Are you starting to catch the vision? I like the cross-cultural effect my friend has achieved here on the compound, where she bought a 9-seat arrangement for her patio for about $80, and had it delivered for another $30 (note: we live 45-60 minutes away):

Porch furniture for a Saudi frat house?

On the divan

Yes, the Ladies of Leisure Afternoon Teas have already begun. I think she’s going shopping for a chandelier this weekend. (Sorry about that photo quality–my phone struggled with the bright light and dark upholstery.)

Ah, but what to wear that would be worthy of the furniture? Back to the souk:

Yes, those ARE fringe-bottom, scrunchy leggings. But the dark fabric might be a bit dreary.

I was acutely tempted by this one. But I decided I’ve hit my limit on costume dresses, even at $5-15 each.

Now this one is stretchy on the sides, so it’s more of a casual, afternoon dress. This is a good candidate.
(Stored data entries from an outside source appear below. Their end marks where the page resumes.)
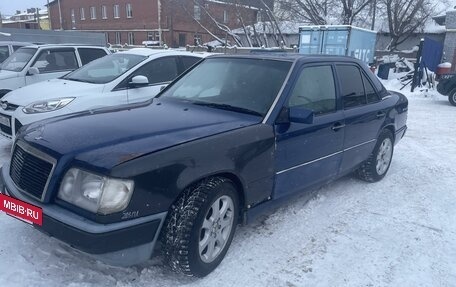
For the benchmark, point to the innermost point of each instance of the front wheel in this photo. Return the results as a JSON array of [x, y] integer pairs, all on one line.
[[378, 163], [452, 97], [200, 227]]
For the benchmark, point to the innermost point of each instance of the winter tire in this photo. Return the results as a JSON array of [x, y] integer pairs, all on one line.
[[452, 97], [378, 163], [200, 226]]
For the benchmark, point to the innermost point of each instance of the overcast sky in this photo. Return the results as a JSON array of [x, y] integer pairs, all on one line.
[[9, 7]]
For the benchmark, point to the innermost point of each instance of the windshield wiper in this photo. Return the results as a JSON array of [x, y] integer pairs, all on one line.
[[79, 80], [229, 108]]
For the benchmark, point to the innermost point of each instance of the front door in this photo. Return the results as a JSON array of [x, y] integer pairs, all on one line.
[[308, 154], [364, 115]]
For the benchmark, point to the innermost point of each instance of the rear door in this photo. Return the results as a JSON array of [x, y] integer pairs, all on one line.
[[308, 154], [364, 114], [53, 63]]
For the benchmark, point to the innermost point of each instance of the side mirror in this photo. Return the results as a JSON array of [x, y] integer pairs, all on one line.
[[33, 71], [296, 115], [139, 81], [301, 115]]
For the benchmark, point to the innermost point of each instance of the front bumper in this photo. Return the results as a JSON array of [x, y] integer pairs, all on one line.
[[123, 243]]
But then there is this:

But if I’m going for a statement piece, maybe this:

Or this:

Not sure how those paintballs get secured on there without piercing and leaking. But that furniture is pretty assertive, so if a guest is going to hold her own, she’d better make a frontal assault:

Sparkle, from top to bottom. And heavy as a lead vest, let me assure you.

No defects, solid beadwork, but wait–there’s something more than just sequins there, right?
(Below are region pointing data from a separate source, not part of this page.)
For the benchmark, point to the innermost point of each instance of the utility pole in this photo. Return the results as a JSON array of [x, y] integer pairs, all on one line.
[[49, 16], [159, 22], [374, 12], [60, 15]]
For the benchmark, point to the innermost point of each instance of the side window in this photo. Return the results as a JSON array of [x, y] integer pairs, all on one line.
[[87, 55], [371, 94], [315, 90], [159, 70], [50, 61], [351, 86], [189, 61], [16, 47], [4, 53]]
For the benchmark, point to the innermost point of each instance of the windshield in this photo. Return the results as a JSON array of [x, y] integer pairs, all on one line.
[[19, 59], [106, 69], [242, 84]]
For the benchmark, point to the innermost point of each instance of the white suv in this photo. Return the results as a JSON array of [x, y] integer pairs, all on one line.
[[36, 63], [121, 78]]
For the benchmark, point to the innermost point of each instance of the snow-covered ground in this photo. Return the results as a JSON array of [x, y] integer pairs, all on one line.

Darn right. SPIKEY sequins. That baby is ARMORED.

Which, come to think of it, is not a bad idea in Saudi Arabia. I wish I could’ve known the girl who had this made. I think she has an attitude I would like. “Yeah,” the dress says, “I’ll party with the rest of you, but don’t even think about trying to mess.” Princess? Hardly. You go, girl. And I’ll have my eye out for the next thing of yours that turns up at the Princess (not) Souk.

15 October 2015: Since I published this post the Second-Hand Souk has MOVED. I plan to publish a new post soon (with pictures! You might also like my other posts here and here) but until then the new directions that were given to me are as follows: Take the Eastern Ring Road toward IKEA. At Exit 18 stay to the right as the highway splits. Turn off at Exit 21. You will turn left under the overpass. After about 4 km you will see TAJ Coffee Keyask. Turn right. It’s about 1 to 1.5km and you will see the big white spire on the left side of the road. The spire looks like a corkscrew. (It’s quite close to the old location.)

14 thoughts on “I Feel Pretty II: Return to the Princess Souk

  1. Carlo says:

    I finally got around to going. Unless I was way off, it looks like the souk has been wiped out! Am I correct? Do you know if it has been relocated ( I hope so)? Please help, Thanks?


    • margocatts says:

      Eek! It HAS moved! I believe it’s just farther south on Batha Rd., but I haven’t been myself and don’t have coordinates. I think you’ve just pushed a blog on the new Princess Souk to the top of my to-do list.